I can’t decide if Jennifer’s enthusiasm is annoying or refreshing, but I decide to give her the benefit of the doubt. Before I can utter my less than enthusiastic reply, the tour guide announces that it is time to create our schedules.

We crowd into the Student Activity Center, or as the true, full-blown university students call it, the Sac, a nickname that immediately reminds me of the warm, safe bed at home I wish I were nestled in. We are ushered towards stiff, metal-backed chairs that hungrily await our freshman flesh. Three seniors hand out course bulletins as thick as textbooks, and slap registration forms down on the tables in front of us. All around me, papers crinkle and pencils scribble furiously. These sounds blare like an alarm clock, screaming “Wake up, Lauren!” Students seem to be moving through the process at rapid speed and I have not even opened my course catalog.

Focus, I tell myself. You can do this. Just read through the catalog and find the courses you like and a schedule that works. No big deal.

Intro to Psychology A or B, Foundations of Biology 2, Calculus, Geology 101, English, History, sections 1, 2, 3, 4, 5,6,7... the list goes on, and on, and on.

I begin to panic. How am I supposed to know what to do? I’m just relearning how to live in the real world again, and they want me to make a schedule?!

Other freshmen are handing in their materials, grinning as they rush out to meet their parents.

I cannot breathe, anxiety is coursing through my veins, and my head is pounding.

In moments, I am sobbing.

Other students abandon their tasks to stare at me, making me wish that the earth would open up and swallow me whole. One of the seniors in charge walks over to my table.

“What’s the matter?” she asks gruffly.

“I... I can’t do this!” I cry.

“All you have to do is make your schedule, just like everybody else,” she says, clearly annoyed.

I cry harder. Then, a warm hand on my shoulder... Jennifer.

“Everything is alright,” she tells the senior. “I’ll help her.”

The insensitive upperclassman walks away, and I feel the weight of the dozens of staring eyes lift. The other students quickly lose interest in the spectacle I’ve created and I can breathe again.

“What’s wrong, sweetie?” Jennifer asks.

I am touched by this near stranger’s concern. She hardly knows me, but seems to genuinely care.

Jennifer’s kindness gives way to new tears. If crying were a major, I would have earned my doctorate in it by now.

“It is just too much; it is just too overwhelming,” I say. “I... I have depression and I take medication.”

Why did I say that? She probably thinks I am a freak now. But Jennifer puts her arm around me and her words reach out and wrap warmly around my soul.

“I know all about that sort of thing,” she says. “My mother has depression. Besides, I think it’s pretty normal to feel overwhelmed right now.”

And with these words, just like that, the stigma of my mental illness is lifted for a moment and I am just a normal teenage girl with real fears about this exciting but frightening new adventure called “College.”
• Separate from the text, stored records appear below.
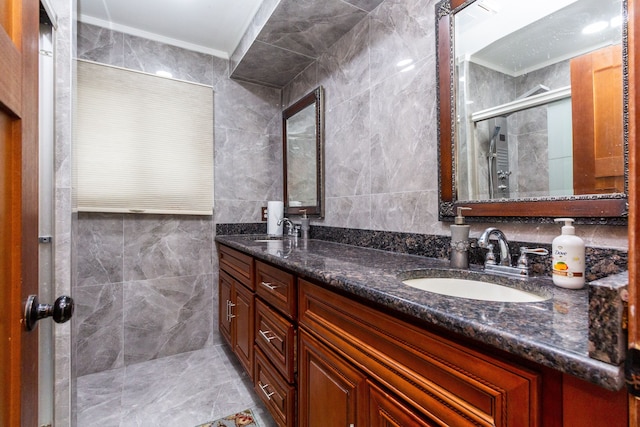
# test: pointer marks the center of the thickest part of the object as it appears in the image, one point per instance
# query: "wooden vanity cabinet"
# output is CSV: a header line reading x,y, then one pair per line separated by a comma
x,y
331,391
236,304
320,358
277,288
275,342
446,383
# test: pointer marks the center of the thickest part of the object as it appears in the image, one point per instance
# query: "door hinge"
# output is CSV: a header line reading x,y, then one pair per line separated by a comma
x,y
632,371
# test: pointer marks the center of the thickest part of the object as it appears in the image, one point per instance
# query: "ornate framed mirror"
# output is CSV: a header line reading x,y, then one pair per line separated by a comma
x,y
533,114
303,155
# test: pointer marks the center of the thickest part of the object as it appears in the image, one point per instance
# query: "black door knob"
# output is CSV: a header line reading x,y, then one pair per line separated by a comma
x,y
61,310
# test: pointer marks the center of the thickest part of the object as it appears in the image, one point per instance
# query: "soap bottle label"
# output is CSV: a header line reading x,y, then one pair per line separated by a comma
x,y
562,265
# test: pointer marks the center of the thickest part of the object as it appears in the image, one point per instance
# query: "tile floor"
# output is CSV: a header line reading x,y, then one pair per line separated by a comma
x,y
178,391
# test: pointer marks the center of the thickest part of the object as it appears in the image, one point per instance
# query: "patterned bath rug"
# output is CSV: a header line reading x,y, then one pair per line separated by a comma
x,y
240,419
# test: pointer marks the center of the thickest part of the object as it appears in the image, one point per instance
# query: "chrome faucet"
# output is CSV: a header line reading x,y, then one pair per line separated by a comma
x,y
483,242
521,269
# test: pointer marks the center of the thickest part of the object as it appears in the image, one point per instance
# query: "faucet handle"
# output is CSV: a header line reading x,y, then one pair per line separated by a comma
x,y
523,261
490,257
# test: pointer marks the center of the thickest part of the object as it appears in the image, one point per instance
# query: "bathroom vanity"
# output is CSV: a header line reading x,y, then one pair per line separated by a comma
x,y
331,336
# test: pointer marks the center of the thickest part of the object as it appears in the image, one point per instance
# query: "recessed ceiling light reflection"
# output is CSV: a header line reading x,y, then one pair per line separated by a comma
x,y
595,27
616,22
404,62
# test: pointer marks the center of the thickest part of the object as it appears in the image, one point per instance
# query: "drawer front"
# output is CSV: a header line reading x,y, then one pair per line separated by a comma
x,y
276,337
276,287
237,264
278,396
444,380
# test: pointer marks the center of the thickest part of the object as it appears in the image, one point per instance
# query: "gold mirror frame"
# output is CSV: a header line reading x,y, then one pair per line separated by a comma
x,y
597,209
315,97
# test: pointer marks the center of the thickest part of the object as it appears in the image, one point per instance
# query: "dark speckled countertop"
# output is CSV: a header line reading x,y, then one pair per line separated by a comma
x,y
553,332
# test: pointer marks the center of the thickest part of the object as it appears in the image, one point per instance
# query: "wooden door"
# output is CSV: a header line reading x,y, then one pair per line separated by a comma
x,y
243,326
18,208
385,410
224,299
330,391
596,102
634,187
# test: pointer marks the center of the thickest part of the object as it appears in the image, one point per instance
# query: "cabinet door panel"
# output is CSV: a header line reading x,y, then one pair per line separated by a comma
x,y
224,301
243,327
331,392
386,410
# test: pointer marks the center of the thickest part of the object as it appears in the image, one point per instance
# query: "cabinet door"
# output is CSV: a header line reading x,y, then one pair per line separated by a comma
x,y
224,301
243,327
330,391
385,410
The room is nearly empty now, and I still have no schedule. The pages before me are watermarked with tears.

Jennifer reaches out and gently places her hand on my arm. “Okay, so you said earlier you wanted to be a Psych major, right?”
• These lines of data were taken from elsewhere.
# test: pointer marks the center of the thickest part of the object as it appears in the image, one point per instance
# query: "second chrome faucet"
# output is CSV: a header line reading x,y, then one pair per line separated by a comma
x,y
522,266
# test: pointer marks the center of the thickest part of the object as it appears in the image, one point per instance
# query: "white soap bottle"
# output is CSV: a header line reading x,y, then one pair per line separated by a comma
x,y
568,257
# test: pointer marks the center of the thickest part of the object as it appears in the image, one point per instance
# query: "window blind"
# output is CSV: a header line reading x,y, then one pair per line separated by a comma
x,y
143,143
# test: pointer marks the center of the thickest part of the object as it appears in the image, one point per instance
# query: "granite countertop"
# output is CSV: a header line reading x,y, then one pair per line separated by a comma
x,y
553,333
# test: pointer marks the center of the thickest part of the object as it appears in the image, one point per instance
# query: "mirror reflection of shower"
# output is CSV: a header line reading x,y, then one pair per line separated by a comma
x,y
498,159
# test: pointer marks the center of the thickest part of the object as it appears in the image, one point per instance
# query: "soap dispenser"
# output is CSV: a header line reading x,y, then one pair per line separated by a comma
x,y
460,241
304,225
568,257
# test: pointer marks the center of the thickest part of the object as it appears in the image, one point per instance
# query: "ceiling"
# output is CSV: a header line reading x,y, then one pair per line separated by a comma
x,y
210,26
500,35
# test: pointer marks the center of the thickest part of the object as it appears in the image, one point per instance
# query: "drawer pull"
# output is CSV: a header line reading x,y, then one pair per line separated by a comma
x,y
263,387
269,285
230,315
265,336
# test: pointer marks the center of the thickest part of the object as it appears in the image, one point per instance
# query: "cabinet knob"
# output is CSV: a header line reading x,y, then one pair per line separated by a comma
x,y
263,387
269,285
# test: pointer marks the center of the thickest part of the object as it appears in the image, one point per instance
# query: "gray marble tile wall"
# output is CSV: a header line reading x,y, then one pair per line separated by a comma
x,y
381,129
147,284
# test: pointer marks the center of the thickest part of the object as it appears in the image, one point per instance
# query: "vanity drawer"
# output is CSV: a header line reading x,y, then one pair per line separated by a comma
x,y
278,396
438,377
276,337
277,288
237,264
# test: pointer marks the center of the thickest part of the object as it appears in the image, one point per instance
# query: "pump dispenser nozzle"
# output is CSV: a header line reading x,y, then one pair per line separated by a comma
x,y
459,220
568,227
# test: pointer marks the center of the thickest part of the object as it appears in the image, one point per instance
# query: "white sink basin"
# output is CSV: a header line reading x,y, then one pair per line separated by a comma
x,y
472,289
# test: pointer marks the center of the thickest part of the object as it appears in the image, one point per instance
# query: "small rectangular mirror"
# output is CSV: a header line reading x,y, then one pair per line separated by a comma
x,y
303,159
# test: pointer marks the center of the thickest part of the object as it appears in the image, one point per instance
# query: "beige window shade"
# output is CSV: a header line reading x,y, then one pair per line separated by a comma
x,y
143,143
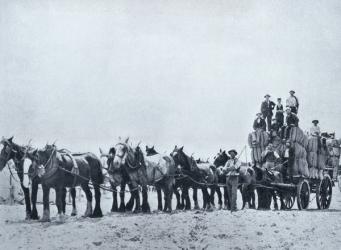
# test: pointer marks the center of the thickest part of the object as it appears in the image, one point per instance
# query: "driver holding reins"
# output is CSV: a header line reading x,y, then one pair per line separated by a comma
x,y
232,178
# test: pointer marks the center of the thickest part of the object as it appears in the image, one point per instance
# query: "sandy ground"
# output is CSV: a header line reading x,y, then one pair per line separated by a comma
x,y
244,229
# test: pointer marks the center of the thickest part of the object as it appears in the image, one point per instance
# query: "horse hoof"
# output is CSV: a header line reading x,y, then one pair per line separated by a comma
x,y
74,212
45,220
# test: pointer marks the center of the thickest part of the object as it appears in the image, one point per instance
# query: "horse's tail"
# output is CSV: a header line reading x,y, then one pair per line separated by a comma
x,y
96,173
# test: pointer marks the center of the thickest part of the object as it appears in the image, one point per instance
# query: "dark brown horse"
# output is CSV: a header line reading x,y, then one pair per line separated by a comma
x,y
196,176
247,178
118,177
56,171
17,153
144,171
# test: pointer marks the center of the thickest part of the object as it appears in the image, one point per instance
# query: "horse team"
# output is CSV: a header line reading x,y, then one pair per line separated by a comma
x,y
126,166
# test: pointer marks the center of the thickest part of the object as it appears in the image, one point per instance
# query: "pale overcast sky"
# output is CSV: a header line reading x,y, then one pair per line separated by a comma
x,y
190,73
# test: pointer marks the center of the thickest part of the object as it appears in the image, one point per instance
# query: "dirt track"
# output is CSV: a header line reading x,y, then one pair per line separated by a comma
x,y
246,229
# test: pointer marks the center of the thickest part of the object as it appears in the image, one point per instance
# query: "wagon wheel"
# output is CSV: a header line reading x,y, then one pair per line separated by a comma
x,y
288,200
303,194
324,191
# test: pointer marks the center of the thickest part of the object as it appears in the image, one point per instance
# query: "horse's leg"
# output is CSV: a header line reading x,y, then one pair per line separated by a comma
x,y
159,198
114,207
59,202
226,199
207,198
178,199
137,199
274,197
145,204
46,201
186,196
195,198
253,198
27,199
213,190
73,197
130,204
122,208
220,202
164,189
88,194
97,211
63,197
169,195
34,215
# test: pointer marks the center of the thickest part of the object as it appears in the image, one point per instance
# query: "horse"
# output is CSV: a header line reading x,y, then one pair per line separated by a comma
x,y
160,161
219,161
247,178
58,171
156,171
150,152
118,178
196,176
17,153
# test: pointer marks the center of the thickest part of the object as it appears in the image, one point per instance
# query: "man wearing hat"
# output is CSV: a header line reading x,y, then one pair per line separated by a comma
x,y
232,169
266,109
292,102
259,122
291,121
315,129
279,112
And with that, this girl who was a stranger to me before this day guides me through the process, step-by-step, until I have everything in place and my schedule is complete. I am amazed at how much more clearly I can see now that the veil of anxiety and tears has lifted. “See,” Jennifer tells me softly, “you knew exactly what to do — you just needed to believe in yourself.”
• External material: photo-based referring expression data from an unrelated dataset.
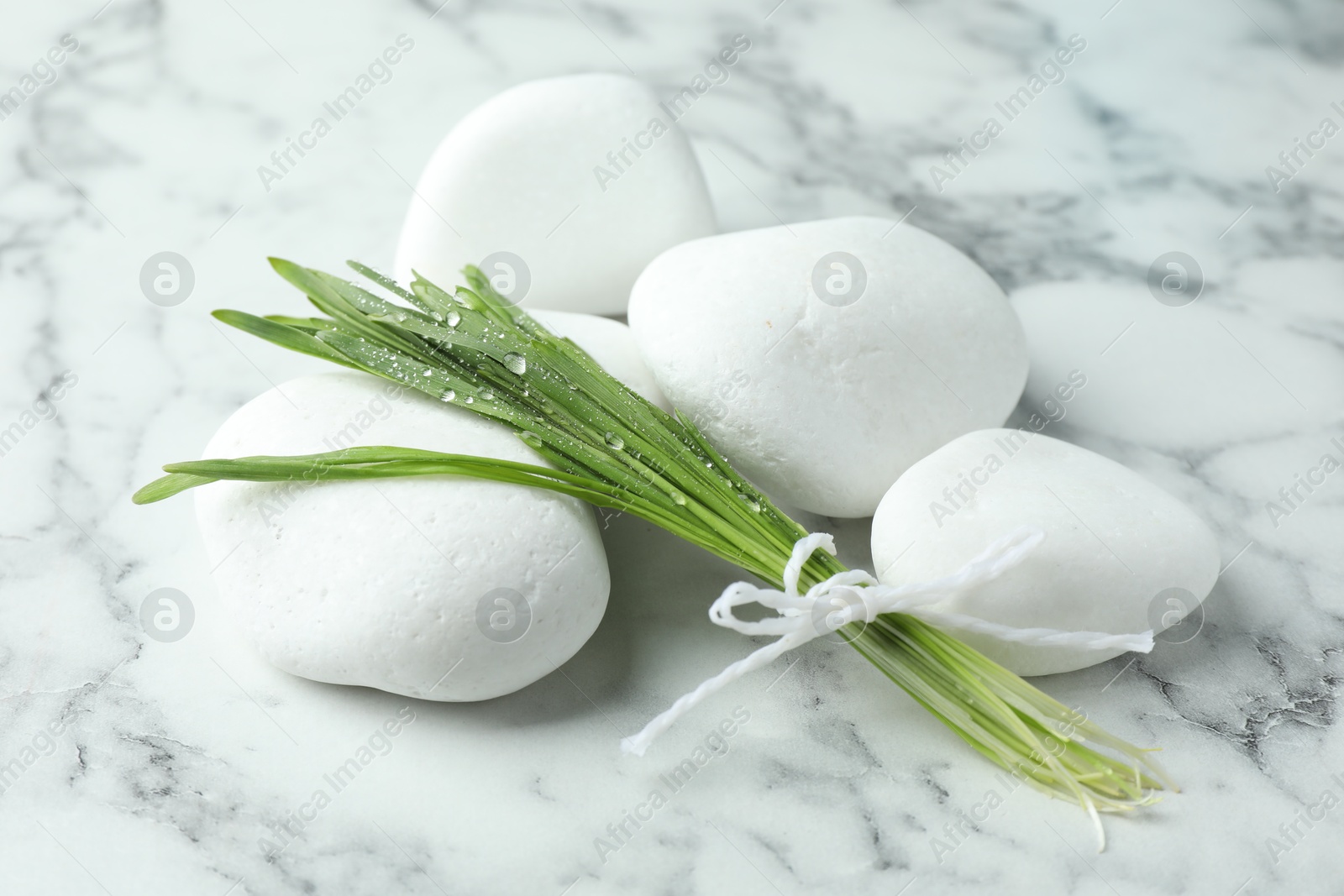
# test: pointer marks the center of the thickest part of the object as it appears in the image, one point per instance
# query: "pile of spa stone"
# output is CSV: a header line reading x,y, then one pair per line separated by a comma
x,y
848,367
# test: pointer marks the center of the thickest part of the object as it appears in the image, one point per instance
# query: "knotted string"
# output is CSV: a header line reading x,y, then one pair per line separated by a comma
x,y
857,597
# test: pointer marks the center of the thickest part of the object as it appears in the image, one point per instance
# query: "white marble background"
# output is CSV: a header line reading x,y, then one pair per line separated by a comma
x,y
178,755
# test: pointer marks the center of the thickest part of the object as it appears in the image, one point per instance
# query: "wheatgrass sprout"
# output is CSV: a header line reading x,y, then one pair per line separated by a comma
x,y
613,449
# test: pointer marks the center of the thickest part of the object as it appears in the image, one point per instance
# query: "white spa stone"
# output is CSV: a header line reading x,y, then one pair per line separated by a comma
x,y
382,584
1115,543
823,379
611,344
519,175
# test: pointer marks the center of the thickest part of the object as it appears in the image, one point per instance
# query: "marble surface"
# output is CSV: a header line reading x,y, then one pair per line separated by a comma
x,y
174,761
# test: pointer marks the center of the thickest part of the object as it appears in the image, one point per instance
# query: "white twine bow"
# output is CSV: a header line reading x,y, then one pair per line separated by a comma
x,y
857,597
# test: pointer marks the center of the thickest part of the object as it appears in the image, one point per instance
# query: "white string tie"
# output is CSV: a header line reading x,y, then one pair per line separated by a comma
x,y
857,597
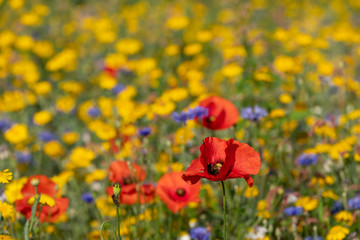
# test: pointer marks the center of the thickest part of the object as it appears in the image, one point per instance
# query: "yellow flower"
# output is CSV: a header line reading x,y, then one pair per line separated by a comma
x,y
65,104
330,194
337,233
44,199
64,60
183,135
231,70
16,134
13,190
307,203
81,157
285,98
96,175
192,49
42,88
70,137
53,149
177,22
42,117
251,192
24,43
128,46
43,49
344,217
284,64
106,81
5,176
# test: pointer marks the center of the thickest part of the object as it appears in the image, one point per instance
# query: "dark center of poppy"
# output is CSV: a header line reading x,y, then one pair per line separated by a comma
x,y
180,192
210,119
214,169
128,180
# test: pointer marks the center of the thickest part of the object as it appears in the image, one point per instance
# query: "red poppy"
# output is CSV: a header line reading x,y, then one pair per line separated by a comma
x,y
130,178
222,113
175,192
220,160
48,187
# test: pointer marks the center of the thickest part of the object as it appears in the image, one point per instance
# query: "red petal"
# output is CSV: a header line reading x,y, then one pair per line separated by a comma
x,y
191,175
247,161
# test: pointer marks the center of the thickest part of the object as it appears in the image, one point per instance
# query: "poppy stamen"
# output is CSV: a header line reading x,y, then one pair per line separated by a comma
x,y
180,192
214,169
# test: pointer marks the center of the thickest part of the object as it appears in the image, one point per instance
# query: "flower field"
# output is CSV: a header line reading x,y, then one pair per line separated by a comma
x,y
233,119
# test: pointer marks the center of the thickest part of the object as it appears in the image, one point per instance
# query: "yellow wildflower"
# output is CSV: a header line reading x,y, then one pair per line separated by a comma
x,y
5,176
337,233
42,117
16,134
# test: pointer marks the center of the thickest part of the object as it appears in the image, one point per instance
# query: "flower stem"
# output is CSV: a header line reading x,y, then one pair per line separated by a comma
x,y
118,221
225,211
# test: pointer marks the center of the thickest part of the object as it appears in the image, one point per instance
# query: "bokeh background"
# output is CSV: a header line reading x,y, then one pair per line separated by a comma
x,y
85,83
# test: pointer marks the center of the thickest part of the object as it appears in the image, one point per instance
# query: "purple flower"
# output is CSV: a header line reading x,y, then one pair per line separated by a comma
x,y
199,233
5,124
23,157
313,238
118,89
47,136
144,131
293,211
94,112
182,117
87,197
354,203
307,159
253,114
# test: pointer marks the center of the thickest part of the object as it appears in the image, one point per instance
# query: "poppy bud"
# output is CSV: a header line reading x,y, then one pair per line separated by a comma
x,y
34,182
116,188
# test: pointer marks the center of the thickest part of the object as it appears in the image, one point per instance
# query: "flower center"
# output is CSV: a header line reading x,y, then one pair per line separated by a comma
x,y
180,192
214,169
128,180
210,119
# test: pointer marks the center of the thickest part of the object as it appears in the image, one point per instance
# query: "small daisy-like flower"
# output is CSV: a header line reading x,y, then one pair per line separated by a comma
x,y
5,176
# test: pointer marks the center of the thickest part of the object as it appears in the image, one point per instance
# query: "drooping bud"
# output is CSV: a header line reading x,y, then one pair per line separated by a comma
x,y
116,188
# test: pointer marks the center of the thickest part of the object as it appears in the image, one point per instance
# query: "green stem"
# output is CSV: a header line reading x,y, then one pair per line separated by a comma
x,y
225,211
118,221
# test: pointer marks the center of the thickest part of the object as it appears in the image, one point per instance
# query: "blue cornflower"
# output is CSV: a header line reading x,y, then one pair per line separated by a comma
x,y
337,207
93,112
293,211
199,233
313,238
354,203
182,117
87,197
253,114
144,131
47,136
307,159
118,89
23,157
5,124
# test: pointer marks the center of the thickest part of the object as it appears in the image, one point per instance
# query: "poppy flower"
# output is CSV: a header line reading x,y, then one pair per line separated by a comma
x,y
220,160
47,188
129,178
222,113
175,192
That was the beginning of what would blossom into a powerful friendship. With a hug goodbye and a promise to keep in touch, we left Freshman Orientation with much more than our schedules. As I went to meet my mother, I decided that I would give living on campus a try... after all, I had come this far, and with a little help from a new friend, I had been reminded of the strength that existed in me. Four years later, as I graduated from the university with the distinction of Magna Cum Laude, I looked back on Freshman Orientation, on all of my fears and insecurities, and smiled.